Preliminary NSDS findings and concluding remarks
The present report provides a conceptual and methodological primer for investigators interested in conducting their own speed-dating studies. We hope that speed-dating research catches on among scholars interested in studying initial romantic attraction or early relationship development (or both), as we have found it to be an extremely generative method for such pursuits. Thus far, the NSDS has led us to many interesting findings that have since spawned full-fledged programs of research. As one example, an SRM analysis (Kenny, 1994) of the NSDS data revealed that participants can distinguish between another’s romantic desire that is directed uniquely toward the self versus indiscriminately toward all the speed-daters at the session (Eastwick et al., 2007). We are currently conducting follow-up experiments to discern exactly how participants are able to make these fine-grained distinctions after only 4 minutes. As a second example, the NSDS data revealed that participants’ self-reported romantic partner preferences at pretest did a poor job of predicting whom they actually liked at and after the speed-dating event (Eastwick & Finkel, 2007; also see Iyengar et al., 2005). We are currently conducting follow-up experiments investigating what it is about meeting and getting to know a potential romantic partner that causes individuals not to compare this person with their preexisting ideal partner template. These two examples represent just the tip of the iceberg and are included to provide illustrations of the sorts of research programs that can be enhanced by the high quality and plentiful quantity of data provided by speed-dating studies.

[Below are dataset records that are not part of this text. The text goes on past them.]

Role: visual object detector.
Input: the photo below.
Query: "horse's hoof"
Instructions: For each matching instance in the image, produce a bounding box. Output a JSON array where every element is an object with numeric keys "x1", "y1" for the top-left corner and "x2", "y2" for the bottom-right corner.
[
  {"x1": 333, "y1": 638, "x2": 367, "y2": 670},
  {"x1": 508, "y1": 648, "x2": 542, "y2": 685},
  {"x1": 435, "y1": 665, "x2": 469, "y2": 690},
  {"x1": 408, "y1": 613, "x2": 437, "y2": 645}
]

In sum, speed-dating has rapidly become an international phenomenon, helping individuals meet compatible romantic partners in diverse nations, from Japan (e.g., tokyospeeddating.com) to South Africa (e.g., xfactordates.com), and among diverse populations, such as devout Muslims (MacFarquhar, 2006). We have argued that speed-dating could well serve as a significant methodological innovation for the science of initial romantic attraction (see Eastwick & Finkel, in press). Speed-dating could help investigators unravel relationship initiation processes (without depending upon retrospective reports) among a sample of individuals who are motivated and eager to meet potential romantic partners. It could also help them apply to initial attraction research some of the best elements of close relationships research: the emphasis on (potentially) meaningful relationships and the use of dyadic and longitudinal data collection procedures. Finally, speed-dating has the potential to enhance the landscape of research on initial romantic attraction and link the fields of attraction and close relationships research into a single, comprehensive field of inquiry. This merger could bring important age-old questions into focus (i.e., whether the predictors of attraction are compatible with those that predict a successful marriage) and highlight critical theoretical and practical directions for future research.